In a large skillet, heat 2 tablespoons of toasted sesame oil over medium-high heat. Allow it to warm up for a minute.
Add the 1 lb of jumbo shrimp to the skillet. Cook for about 2-3 minutes on each side, or until they turn pink and are cooked through. Remove the shrimp from the skillet and set aside.
In the same skillet, add the remaining 1 tablespoon of toasted sesame oil. Once heated, add the 3 tablespoons of freshly grated ginger and 1 tablespoon of minced garlic. Sauté for about 30 seconds, until fragrant.

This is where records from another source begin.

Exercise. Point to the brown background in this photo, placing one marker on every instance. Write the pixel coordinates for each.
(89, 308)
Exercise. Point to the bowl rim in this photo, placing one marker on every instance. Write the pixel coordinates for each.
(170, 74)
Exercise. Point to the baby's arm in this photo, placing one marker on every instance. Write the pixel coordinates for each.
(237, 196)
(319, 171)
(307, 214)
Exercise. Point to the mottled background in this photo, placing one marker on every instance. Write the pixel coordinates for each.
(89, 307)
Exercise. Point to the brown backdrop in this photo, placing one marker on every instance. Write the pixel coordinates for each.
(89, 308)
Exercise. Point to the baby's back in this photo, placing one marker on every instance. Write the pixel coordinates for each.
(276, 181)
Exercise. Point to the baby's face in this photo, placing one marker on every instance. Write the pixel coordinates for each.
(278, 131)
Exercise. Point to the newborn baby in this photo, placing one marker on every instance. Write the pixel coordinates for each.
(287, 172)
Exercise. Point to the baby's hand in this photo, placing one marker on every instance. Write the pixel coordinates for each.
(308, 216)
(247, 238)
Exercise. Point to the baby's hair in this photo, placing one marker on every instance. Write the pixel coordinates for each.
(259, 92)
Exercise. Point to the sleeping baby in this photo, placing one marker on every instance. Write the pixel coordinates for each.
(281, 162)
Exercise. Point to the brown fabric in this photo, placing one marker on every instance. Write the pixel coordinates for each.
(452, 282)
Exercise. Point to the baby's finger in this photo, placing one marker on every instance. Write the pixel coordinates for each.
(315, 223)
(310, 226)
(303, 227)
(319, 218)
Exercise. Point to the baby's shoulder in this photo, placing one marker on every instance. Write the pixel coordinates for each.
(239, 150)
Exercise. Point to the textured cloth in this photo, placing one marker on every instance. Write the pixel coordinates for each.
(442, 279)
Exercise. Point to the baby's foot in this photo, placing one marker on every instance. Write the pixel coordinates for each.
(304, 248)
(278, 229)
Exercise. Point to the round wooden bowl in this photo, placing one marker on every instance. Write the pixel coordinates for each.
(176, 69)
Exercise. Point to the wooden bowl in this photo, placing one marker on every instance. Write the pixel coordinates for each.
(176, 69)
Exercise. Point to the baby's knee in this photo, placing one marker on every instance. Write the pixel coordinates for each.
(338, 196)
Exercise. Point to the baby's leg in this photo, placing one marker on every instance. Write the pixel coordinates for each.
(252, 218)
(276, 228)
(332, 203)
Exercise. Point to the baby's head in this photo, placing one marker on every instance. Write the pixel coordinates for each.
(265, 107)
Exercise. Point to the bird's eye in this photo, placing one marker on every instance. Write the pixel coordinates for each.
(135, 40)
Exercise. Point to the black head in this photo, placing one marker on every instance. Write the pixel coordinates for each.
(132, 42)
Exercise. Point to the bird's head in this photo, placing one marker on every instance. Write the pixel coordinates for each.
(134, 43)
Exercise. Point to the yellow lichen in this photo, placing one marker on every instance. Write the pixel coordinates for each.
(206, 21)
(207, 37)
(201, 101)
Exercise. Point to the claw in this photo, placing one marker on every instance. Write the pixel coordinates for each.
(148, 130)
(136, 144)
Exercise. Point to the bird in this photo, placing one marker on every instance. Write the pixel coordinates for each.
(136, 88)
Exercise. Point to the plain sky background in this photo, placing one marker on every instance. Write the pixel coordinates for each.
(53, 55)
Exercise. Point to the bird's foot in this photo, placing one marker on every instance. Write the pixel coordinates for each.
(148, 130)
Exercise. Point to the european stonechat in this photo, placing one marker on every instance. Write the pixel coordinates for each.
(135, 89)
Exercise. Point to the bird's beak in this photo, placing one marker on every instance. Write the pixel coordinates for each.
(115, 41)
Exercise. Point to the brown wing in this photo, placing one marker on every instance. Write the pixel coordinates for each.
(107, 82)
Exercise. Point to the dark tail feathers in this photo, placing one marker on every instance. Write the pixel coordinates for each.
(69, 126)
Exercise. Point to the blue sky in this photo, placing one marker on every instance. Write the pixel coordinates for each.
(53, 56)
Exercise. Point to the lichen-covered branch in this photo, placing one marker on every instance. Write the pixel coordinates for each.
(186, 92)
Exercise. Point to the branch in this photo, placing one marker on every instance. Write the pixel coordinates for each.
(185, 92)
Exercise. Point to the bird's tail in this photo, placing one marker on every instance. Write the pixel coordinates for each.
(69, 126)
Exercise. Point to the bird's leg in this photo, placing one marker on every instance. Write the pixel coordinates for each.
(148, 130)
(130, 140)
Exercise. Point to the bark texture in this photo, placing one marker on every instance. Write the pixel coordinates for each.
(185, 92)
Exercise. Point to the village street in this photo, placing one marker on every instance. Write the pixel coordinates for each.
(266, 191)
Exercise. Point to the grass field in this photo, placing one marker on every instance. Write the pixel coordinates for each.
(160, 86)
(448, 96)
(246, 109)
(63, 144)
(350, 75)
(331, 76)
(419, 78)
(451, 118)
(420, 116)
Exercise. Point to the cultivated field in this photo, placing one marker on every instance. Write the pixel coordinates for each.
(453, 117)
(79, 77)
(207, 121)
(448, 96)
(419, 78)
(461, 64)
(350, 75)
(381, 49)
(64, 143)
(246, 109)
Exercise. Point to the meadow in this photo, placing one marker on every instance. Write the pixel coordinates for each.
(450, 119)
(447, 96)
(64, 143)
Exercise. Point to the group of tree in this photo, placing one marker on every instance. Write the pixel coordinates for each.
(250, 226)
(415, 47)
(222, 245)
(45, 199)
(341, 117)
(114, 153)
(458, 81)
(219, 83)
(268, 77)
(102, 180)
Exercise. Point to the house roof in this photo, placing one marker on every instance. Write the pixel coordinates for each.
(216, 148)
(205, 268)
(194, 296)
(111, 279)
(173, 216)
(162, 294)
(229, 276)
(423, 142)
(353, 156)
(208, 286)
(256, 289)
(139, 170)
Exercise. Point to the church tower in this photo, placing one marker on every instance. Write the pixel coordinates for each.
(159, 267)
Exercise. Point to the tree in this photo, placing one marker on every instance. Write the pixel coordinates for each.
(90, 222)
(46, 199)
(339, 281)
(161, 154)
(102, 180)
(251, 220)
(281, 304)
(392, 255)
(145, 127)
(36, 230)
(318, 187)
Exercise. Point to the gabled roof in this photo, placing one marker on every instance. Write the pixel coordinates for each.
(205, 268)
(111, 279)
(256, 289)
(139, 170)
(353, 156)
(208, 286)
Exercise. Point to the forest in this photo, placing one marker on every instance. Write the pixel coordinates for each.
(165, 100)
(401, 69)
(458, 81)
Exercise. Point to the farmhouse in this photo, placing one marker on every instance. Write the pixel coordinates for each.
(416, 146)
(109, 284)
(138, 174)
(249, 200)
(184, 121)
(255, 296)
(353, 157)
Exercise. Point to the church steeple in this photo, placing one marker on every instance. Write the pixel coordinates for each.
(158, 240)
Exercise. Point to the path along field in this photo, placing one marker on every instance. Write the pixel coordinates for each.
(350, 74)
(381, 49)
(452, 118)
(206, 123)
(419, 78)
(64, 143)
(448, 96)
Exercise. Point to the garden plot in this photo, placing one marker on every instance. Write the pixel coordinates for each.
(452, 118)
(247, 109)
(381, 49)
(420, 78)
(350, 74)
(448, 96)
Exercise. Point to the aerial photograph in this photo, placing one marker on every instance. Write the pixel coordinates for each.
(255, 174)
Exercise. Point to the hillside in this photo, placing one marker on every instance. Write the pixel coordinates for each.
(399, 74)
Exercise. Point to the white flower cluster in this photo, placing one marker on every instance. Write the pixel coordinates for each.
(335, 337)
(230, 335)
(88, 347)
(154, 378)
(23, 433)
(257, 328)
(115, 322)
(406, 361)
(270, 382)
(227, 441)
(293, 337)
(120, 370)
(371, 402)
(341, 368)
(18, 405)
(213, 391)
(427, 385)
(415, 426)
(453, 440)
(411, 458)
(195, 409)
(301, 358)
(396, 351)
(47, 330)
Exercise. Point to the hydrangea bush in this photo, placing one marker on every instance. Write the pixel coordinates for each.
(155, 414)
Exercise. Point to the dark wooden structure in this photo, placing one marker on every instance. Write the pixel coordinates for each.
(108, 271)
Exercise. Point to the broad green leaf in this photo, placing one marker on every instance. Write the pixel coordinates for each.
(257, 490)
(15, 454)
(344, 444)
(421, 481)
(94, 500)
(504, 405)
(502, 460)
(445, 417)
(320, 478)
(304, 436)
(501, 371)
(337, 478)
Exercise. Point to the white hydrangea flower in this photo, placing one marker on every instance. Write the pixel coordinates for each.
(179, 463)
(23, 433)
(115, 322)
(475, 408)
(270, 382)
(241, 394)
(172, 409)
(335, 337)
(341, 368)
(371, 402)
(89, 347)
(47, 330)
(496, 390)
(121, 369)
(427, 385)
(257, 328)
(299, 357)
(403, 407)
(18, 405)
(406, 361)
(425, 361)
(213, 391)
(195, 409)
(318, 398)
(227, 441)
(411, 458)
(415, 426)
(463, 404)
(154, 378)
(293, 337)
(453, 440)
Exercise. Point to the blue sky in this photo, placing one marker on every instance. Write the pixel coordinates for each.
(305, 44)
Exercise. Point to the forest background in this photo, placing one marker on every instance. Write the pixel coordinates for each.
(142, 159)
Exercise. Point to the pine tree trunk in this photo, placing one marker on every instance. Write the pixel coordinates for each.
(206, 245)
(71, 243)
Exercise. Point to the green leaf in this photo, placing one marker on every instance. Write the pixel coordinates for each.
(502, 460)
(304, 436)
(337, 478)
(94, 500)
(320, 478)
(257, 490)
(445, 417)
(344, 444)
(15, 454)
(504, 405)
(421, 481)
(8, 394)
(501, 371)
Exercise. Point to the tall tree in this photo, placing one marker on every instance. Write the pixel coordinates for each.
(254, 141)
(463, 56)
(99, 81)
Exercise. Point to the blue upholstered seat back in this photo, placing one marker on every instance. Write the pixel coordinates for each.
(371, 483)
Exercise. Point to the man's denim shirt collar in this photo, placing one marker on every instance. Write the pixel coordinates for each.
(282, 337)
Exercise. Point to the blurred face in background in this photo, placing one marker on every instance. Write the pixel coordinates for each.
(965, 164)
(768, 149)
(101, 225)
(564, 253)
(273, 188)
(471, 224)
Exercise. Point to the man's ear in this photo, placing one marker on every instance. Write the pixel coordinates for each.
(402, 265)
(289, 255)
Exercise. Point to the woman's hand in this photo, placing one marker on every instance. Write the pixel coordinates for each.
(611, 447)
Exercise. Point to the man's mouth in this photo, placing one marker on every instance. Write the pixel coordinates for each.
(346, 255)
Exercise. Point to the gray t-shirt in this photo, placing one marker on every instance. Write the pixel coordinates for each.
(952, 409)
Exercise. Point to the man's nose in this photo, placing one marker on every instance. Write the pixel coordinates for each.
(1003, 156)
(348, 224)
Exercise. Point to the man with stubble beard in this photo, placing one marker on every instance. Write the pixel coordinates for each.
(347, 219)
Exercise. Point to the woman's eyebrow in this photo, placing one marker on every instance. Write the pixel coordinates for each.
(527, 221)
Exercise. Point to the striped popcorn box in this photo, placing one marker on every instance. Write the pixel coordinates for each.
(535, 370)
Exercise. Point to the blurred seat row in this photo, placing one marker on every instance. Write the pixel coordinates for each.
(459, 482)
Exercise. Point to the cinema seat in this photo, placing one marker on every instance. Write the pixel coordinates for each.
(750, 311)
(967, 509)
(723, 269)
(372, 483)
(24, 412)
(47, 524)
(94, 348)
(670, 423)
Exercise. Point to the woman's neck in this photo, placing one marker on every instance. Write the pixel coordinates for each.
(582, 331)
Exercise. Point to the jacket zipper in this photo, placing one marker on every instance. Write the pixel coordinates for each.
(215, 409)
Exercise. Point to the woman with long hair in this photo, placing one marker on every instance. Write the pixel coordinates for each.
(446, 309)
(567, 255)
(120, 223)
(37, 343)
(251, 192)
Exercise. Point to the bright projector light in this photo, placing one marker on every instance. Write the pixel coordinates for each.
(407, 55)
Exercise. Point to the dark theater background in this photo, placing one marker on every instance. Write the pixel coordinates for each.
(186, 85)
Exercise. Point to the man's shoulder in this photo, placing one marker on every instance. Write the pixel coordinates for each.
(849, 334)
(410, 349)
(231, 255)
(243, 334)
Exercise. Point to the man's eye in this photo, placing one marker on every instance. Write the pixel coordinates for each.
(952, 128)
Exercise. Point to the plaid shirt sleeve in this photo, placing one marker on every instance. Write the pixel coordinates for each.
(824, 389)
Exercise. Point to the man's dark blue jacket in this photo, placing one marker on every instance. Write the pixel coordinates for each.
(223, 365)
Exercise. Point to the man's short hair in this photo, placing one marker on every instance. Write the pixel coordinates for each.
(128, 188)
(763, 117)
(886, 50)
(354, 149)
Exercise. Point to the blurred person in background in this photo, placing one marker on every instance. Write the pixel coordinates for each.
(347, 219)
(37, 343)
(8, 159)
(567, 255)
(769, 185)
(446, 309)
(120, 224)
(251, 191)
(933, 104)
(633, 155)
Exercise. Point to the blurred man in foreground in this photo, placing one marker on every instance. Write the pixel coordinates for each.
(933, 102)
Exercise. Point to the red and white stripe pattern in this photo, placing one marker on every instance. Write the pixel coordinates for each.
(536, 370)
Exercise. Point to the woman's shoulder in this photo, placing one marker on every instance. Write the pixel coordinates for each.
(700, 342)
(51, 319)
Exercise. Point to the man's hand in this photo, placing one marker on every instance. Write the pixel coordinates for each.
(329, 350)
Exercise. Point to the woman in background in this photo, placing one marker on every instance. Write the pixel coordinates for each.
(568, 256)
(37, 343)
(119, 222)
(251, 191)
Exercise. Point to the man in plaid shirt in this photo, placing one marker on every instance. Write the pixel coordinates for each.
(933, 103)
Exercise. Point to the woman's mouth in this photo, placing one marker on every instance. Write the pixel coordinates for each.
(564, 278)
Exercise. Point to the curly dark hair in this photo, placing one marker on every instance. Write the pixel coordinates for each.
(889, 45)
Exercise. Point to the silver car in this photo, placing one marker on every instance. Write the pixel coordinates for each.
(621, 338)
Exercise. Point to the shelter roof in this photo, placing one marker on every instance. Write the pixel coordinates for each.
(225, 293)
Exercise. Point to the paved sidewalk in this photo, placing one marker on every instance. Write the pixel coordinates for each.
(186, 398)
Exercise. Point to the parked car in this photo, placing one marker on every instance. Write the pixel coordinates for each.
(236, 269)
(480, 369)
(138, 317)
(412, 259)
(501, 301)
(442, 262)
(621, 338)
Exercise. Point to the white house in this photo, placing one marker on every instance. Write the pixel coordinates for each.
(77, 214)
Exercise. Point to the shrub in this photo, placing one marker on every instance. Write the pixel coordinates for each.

Now, toss in the 6 sliced scallions (whites and greens), 1 thinly sliced red bell pepper, and the 16 oz of coleslaw mix or shredded cabbage. Stir-fry the mixture for about 4-5 minutes, allowing the vegetables to soften but still retain some crunch.
Sprinkle 1 teaspoon of salt over the vegetables and drizzle in 1-2 tablespoons of soy sauce. Stir the contents well to combine all the flavors.
Return the sautéed shrimp to the skillet, mixing everything together gently. Cook for another minute to heat through.
Remove the skillet from heat and fold in the 1 cup of chopped fresh cilantro. This adds a refreshing note that complements the dish beautifully.
Plate your Ginger Shrimp Egg Roll Skillet and top with 1 cup of crunchy wonton strips and a sprinkle of 1 teaspoon of toasted sesame seeds. Enjoy your meal hot!